Core Concepts

OctoML is on a mission to offer easy access to efficient compute and enable users to integrate their choice of AI models into applications. The OctoAI compute service helps you turn any container or Python code into a production-grade endpoint within minutes. This page outlines core concepts within OctoAI.


A template is a foundational AI model that has been pre-containerized to support inference. Templates can be cloned to create an endpoint in your account. A subset of templates are called Quickstart templates, which mean they are immediately available for inference without cold start/cloning (up to a certain rate limit). Cloning a template will allow you to overcome rate limits, customize your own autoscaling settings, and set your own privacy settings for the endpoint.

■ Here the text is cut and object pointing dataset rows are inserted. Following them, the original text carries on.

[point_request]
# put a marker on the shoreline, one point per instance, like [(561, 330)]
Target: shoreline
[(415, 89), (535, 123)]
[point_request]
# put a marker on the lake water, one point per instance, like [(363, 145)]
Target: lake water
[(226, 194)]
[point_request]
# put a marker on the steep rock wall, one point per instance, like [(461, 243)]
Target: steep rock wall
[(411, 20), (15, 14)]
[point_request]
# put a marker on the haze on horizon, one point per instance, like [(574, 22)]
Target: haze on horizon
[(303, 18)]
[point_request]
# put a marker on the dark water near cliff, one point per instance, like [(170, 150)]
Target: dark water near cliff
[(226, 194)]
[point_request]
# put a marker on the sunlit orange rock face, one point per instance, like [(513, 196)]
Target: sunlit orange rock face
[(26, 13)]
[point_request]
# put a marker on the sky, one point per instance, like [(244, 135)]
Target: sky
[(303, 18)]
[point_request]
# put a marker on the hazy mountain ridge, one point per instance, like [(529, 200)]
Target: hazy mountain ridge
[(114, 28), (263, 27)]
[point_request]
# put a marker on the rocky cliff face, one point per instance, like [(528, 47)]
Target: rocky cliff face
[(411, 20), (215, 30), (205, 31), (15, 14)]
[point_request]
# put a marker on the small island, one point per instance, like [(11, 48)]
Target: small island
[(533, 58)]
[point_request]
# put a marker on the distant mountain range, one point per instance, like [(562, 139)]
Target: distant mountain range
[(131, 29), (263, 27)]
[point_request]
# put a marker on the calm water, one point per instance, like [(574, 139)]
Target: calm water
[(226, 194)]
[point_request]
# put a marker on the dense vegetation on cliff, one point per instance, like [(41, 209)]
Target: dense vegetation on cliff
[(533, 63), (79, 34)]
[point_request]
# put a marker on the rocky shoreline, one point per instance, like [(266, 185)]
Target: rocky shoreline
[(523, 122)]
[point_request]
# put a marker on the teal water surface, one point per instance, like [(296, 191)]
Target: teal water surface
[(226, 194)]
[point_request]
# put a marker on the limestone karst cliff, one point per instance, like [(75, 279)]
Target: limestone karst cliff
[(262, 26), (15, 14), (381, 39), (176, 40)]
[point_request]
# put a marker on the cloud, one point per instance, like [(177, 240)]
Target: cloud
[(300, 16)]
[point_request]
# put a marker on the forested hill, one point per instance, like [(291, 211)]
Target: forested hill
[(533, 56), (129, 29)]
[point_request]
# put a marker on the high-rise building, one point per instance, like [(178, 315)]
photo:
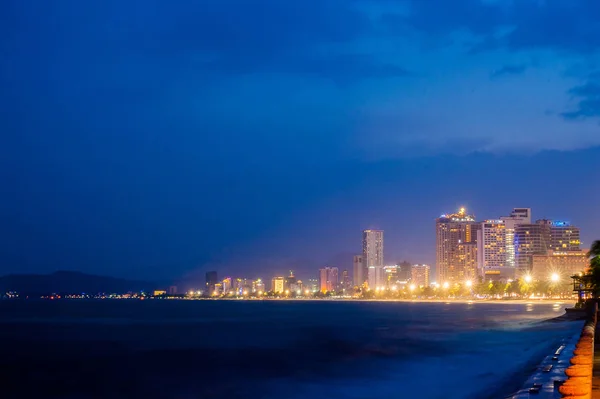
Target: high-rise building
[(452, 230), (491, 251), (258, 286), (530, 239), (358, 270), (420, 275), (404, 270), (519, 216), (346, 282), (211, 280), (372, 253), (328, 279), (562, 263), (376, 277), (227, 285), (564, 237), (278, 285)]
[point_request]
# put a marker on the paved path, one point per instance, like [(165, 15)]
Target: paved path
[(596, 372)]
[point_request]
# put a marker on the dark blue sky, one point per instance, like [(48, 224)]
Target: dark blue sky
[(157, 139)]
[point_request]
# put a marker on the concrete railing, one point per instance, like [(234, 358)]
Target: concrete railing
[(579, 375)]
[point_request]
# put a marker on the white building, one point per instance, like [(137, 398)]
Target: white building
[(420, 275), (358, 271), (491, 251)]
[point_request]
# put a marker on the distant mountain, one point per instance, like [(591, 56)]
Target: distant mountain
[(69, 282)]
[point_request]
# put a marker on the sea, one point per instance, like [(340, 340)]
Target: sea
[(188, 349)]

An endpoint provides a dedicated URL to serve inference. You can create an endpoint by cloning a template or creating a new endpoint from your own container. Endpoints are private by default, and you can optionally allow public access. Each endpoint has autoscaling configuration, including minimum replicas, maximum replicas, and a timeout duration.

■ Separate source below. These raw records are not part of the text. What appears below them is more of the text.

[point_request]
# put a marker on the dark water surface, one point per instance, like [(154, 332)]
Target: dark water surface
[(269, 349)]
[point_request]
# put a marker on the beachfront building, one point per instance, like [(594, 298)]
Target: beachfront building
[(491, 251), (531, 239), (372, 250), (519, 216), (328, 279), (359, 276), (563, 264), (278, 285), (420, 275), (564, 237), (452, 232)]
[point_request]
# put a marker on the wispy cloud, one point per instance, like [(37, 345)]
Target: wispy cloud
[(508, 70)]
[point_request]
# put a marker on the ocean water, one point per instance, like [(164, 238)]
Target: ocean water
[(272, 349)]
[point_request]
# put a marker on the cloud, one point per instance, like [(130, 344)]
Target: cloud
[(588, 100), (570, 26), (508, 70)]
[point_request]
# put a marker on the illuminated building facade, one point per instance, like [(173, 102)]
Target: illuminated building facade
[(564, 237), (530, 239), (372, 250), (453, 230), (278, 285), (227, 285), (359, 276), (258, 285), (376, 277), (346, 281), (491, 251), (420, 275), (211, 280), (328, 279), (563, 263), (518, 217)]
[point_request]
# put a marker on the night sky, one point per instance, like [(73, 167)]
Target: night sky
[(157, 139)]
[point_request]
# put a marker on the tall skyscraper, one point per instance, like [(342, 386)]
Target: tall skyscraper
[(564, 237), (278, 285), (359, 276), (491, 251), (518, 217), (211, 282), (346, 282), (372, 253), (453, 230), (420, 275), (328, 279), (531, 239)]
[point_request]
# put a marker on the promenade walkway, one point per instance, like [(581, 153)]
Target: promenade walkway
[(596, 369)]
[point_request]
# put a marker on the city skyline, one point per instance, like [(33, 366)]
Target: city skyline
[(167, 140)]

Endpoints are described in detail in Introduction and their API reference can be found in Endpoint.


1 replica is equivalent to 1 GPU or hardware instance. You can specify minimum and maximum replicas for each endpoint. Using 0 minimum replicas will stop all hardware instances when there’s no inference requests within the specified timeout value. You can set the minimum replicas to 1 to reduce cold start occurrences. More details on cold start are available here.

The maximum replicas value is the maximum number of simultaneous hardware instances that will be used. In general, 1 GPU can support a single request at a time. Concurrent requests exceeding the maximum replicas will be placed in a queue until a replica is available.

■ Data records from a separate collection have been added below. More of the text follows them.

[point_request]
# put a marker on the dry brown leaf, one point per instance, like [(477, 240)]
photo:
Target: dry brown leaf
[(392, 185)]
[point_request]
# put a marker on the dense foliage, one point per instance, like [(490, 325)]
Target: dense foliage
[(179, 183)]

Timeout is the wait duration, if there are no inference requests, before scaling down to the minimum configured replicas. This value is configured in seconds. A higher value will reduce cold start occurrences.

Registry Credentials

When creating an endpoint from a privately stored custom container, you’ll need to provide the registry credentials. You can provide these credentials when creating your endpoint. More details are available here.

Endpoint Secrets

When creating an endpoint from a custom container, you may wish to mount database secrets or any other environment variables onto your container. You can provide these secrets when creating your endpoint. More details are available here.

Web UI

Quickstart templates and cloned templates have a web interface where you can try out inference. As an example with Stable Diffusion, you can try different input prompts and parameters to generate images. You’ll see the output directly in the web interface.


The REST API can be used in your application with any programming language. Example inference curl commands are also provided in each template. A guide to the REST API is available here.

Python SDK

The Python SDK is a library built to ease using OctoAI endpoints in Python applications. It allows you to run inferences against an endpoint by providing a dictionary with the necessary inputs. A guide to the Python SDK is available here.